Example 5: Regression in Pieces

The logical operators demonstrated in the previous example can also be used in order to specify different regression models for different regions of the independent variable(s), that is, to estimate piecewise regression models (see the Introductory Overviews). This example is also based on a data set reported in Neter, Wasserman, and Kutner (1985, page 348). Specifically, the data set pertains to a production process in which the per-unit cost is related to the lot size and is shown in the Lotsize.sta data file. Open this data file by selecting Open Examples from the File menu (classic toolbar) or by selecting Open Examples from the Open menu on the Home tab (ribbon bar); it is in the Datasets folder.

Supposedly, for lots greater than 500, the relationship between the variables changes; Neter et al. (1985) fit a linear model that allows for different slopes for lots of sizes less than or equal to 500, and lots greater than 500. Specifically, Neter, et al. fit the following model:

y = b0 + b1*x + b2*(x-500)*(x>500)

Again, this model has a logical expression (x>500) that serves as a multiplier: If the expression is true, it will evaluate to 1; if it is false, it will evaluate to 0. Therefore, this equation actually represents two models. For values of x that are less than or equal to 500 (x>500 is false, i.e., equal to 0):

y = b0 + b1*x

For values of x that are greater than 500 [i.e., when (x>500) is equal to 1], the equation is:

y = b0 + b1*x + b2*(x-500)

If you multiply out this equation, you can see that for x values greater than 500, the slope is equal to b1+b2, and the intercept is equal to (b0-500*b2).
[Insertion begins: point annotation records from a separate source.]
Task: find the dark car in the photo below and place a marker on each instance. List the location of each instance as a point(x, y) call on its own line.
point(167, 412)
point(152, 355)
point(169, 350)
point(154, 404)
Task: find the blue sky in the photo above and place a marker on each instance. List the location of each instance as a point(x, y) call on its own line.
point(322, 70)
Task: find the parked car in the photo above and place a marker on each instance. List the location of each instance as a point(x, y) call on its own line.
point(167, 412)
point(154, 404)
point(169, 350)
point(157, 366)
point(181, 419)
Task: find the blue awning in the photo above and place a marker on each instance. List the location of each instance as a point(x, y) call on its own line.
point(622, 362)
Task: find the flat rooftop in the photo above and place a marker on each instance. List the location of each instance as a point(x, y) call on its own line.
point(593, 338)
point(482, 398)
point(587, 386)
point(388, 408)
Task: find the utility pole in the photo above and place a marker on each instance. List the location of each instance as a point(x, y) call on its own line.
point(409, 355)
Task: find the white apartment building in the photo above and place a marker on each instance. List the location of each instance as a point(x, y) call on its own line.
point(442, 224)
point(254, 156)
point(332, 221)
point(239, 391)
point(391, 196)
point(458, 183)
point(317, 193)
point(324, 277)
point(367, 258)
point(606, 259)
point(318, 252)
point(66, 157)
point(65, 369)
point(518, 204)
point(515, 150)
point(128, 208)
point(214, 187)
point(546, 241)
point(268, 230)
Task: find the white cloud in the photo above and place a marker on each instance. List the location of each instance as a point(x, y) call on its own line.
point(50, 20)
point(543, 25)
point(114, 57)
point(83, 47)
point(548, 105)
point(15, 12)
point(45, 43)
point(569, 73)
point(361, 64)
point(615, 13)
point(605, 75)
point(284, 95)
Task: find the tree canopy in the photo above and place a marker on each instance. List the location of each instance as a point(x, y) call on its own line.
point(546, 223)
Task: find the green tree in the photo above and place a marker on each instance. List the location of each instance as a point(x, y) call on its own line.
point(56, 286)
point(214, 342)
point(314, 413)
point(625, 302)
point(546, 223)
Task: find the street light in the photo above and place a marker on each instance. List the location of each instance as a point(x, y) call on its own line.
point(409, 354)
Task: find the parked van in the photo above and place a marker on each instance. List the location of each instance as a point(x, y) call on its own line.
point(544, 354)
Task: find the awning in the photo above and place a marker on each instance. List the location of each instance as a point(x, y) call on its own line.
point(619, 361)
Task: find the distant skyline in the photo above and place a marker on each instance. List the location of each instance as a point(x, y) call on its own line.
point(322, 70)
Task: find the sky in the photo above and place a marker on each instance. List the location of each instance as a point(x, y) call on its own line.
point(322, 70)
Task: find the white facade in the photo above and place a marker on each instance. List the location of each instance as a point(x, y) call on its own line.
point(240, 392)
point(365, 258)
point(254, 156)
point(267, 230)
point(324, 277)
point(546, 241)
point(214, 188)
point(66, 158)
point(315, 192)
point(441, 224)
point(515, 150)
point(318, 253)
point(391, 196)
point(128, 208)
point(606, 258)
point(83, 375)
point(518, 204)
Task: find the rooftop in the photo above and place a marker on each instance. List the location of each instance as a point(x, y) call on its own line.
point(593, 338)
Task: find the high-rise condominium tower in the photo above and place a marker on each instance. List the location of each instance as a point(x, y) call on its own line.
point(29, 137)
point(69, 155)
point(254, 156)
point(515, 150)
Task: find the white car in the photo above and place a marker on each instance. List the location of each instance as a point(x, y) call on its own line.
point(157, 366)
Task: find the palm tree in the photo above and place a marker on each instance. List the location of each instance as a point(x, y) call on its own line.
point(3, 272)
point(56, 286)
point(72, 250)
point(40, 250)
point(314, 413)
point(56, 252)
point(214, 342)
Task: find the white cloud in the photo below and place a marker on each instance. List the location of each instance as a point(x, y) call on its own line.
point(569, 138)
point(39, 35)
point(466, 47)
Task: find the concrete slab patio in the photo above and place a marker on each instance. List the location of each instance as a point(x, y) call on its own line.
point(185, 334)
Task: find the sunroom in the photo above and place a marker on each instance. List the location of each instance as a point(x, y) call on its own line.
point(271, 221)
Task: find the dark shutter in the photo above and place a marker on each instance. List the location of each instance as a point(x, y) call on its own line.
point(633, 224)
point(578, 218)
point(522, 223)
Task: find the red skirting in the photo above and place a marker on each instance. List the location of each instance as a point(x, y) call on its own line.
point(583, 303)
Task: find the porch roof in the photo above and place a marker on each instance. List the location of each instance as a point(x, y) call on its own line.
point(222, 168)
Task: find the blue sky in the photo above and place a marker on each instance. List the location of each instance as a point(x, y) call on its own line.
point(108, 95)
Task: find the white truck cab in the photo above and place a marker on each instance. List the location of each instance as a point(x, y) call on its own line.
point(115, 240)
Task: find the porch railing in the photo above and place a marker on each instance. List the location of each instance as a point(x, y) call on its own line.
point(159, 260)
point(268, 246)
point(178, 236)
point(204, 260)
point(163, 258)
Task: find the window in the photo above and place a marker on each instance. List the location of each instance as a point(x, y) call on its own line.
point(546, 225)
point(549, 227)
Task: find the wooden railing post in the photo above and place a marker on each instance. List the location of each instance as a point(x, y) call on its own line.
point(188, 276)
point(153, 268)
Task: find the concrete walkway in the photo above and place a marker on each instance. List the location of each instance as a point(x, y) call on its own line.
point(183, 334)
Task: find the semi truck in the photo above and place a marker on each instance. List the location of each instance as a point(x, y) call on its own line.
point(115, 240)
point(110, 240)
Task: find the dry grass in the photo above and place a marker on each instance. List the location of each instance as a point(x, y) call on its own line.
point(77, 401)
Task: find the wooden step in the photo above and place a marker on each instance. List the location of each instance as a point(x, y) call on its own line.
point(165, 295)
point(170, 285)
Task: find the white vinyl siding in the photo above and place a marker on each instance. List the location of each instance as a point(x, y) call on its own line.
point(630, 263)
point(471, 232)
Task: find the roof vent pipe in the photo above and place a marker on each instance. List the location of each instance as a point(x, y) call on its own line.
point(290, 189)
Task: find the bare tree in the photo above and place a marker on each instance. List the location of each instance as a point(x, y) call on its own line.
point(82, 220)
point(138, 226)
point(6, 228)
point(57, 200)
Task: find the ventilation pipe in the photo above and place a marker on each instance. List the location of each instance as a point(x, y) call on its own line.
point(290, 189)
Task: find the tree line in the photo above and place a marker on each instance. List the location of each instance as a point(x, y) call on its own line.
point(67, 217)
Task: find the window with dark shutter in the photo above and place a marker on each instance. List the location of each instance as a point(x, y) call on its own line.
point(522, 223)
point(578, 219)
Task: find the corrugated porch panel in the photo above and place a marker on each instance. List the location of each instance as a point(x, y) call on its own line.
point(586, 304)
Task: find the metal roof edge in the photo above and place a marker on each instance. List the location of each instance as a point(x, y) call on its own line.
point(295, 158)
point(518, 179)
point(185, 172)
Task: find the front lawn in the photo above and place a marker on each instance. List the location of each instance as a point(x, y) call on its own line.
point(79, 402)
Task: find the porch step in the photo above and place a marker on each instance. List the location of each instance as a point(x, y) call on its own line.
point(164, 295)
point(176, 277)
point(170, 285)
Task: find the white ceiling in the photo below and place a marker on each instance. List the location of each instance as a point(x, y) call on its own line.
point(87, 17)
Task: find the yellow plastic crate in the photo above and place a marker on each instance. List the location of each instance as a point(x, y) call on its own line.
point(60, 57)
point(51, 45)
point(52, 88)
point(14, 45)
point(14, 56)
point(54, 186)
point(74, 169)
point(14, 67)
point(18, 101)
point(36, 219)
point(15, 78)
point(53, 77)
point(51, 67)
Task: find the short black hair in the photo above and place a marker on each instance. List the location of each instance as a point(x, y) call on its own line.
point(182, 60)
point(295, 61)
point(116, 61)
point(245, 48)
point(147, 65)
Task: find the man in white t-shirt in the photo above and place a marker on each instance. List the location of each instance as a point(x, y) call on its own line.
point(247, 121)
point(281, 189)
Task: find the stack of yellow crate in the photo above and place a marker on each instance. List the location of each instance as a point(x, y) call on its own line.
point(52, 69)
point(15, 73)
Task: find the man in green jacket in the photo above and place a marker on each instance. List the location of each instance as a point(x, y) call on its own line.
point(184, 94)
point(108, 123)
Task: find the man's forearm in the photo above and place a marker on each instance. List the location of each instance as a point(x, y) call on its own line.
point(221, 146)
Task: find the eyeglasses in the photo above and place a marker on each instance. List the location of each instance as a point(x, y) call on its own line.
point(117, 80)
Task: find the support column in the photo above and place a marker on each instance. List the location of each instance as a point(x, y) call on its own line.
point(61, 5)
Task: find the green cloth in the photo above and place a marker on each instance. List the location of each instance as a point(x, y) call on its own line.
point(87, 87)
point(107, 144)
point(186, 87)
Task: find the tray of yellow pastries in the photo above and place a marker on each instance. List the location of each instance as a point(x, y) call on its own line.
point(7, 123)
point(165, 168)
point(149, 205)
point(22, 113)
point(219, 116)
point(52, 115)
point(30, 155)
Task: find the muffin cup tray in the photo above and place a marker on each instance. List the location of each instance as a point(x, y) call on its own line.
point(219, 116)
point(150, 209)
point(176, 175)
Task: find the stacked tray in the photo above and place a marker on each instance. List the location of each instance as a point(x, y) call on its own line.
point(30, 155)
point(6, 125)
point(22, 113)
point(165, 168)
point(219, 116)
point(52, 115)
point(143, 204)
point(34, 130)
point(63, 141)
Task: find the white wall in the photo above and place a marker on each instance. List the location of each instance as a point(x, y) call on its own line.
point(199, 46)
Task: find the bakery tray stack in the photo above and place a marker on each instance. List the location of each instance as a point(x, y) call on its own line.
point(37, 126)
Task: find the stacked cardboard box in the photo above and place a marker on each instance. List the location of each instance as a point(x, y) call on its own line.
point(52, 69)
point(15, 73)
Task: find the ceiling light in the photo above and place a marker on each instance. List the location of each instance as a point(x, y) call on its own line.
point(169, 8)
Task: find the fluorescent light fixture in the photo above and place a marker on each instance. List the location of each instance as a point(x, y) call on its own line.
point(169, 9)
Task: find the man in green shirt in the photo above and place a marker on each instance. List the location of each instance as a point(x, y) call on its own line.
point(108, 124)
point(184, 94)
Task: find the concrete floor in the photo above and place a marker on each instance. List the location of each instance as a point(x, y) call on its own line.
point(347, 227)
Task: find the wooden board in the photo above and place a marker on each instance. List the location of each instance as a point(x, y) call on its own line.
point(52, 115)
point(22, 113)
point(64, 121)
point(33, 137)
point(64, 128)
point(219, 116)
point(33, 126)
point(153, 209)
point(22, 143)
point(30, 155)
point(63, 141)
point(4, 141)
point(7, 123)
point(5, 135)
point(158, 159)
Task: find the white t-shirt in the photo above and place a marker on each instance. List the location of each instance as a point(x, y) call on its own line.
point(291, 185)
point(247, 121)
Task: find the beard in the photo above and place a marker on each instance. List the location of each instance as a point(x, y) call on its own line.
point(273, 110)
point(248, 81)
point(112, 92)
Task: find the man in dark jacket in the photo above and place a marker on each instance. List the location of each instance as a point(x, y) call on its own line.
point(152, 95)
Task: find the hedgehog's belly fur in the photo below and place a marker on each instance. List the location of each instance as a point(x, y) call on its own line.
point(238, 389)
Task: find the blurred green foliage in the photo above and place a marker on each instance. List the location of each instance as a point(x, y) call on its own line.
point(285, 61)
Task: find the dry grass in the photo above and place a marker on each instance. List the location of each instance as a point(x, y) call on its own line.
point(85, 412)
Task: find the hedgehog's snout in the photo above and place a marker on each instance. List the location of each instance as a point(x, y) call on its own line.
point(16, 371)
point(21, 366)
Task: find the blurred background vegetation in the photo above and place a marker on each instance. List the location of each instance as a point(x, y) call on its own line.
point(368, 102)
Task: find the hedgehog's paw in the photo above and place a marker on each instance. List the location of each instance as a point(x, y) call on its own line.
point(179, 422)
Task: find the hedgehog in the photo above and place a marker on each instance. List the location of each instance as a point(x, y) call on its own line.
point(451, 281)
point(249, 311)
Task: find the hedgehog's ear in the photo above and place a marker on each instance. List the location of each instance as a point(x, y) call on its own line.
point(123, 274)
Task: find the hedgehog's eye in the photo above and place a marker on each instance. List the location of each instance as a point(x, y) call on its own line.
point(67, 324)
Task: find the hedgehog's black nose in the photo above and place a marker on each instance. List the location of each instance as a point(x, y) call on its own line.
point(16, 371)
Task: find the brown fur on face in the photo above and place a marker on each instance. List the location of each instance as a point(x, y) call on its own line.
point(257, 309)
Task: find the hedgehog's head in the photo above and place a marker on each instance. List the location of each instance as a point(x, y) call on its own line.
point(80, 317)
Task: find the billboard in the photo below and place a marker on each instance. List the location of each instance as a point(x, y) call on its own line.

Specifying the model. As in Example 4, specify the Estimated function (Cost=Constant+Slope1*Lot_size+Slope2*(Lot_size-500)*(Lot_size>500)) in  the Estimated function and loss function dialog.

As you can see, essentially you type in the equation in a straightforward manner. Note that in the illustration above, the variable names were used to denote variables, and the names Constant, Slope1, and Slope2 were used to denote the parameters. Remember that all unknown names will be interpreted by STATISTICA as model parameters. Also recall that you can record such long formulas via the Save As button in this dialog. They can later be opened via the Open button. You could also have used the Vxxx convention to refer to variables (where xxx is the variable number) and named the parameters a, b, and c. This would have saved you some typing but makes the formula less readable.

Estimating the model. Now, proceed as before, that is, accept all defaults in the Model Estimation dialog and click the OK button to display the Results dialog.

Note that the Quasi-Newton Estimation procedure with the default start values will converge after 11 iterations.

Reviewing results. Click the Summary: Parameters & standard errors button on the Quick tab to display the parameter estimates in a spreadsheet.

The significance level for parameter Slope1 is .045; however, the other parameter is much less significant (.153), which may suggest that the initial (a priori) breakpoint (500) was adequate (i.e., the best regression models for the two ranges of Lot_size are different). In the next step, this will be more directly verified by estimating the value of the breakpoint itself.

Estimating the breakpoint itself. Logical expressions, such as the one used in this model, can also contain parameters (rather than constants only). For example, if you did not know where the breakpoint is in your model, you could specify the model as Cost=Constant+Slope1*Lot_size+Slope2*(Lot_size-Breakpnt)*(Lot_size>Breakpnt). (Click the Cancel button on the Results dialog to return to the User-Specified Regression, Custom Loss dialog; then click the Function to be estimated & lost function button.)

Here, the parameter Breakpnt was added to the model. Thus, in this manner you can estimate the breakpoint. Continue to click the OK button until the Model Estimation dialog is displayed.

To estimate the above model, it is a good idea to set the start value for the Breakpnt parameter to about 500 (click the Start values button on the tab). If you start the estimation with the default start values (0.1), then the Quasi-Newton estimation will move the breakpoint to negative values. Since there are no negative values in the data file, this is essentially like fitting a straight line without a breakpoint.

After you have specified the start values, click the OK button on the Model Estimation dialog to compute the estimates of parameters as well as of the Breakpnt; the Results dialog is then displayed. Now click the Summary: Parameters & standard errors button on the Results - Quick tab to produce the results spreadsheet containing the resulting parameter estimates (including the breakpoint) for this model and the related statistics.

Why not the Option "piecewise linear regression"?  You may wonder why the piecewise linear regression model that is available on the Nonlinear Estimation Startup Panel was not used. That model allows you to specify or estimate breakpoints for the range of the dependent or y variable. Thus, that model was not applicable to this case.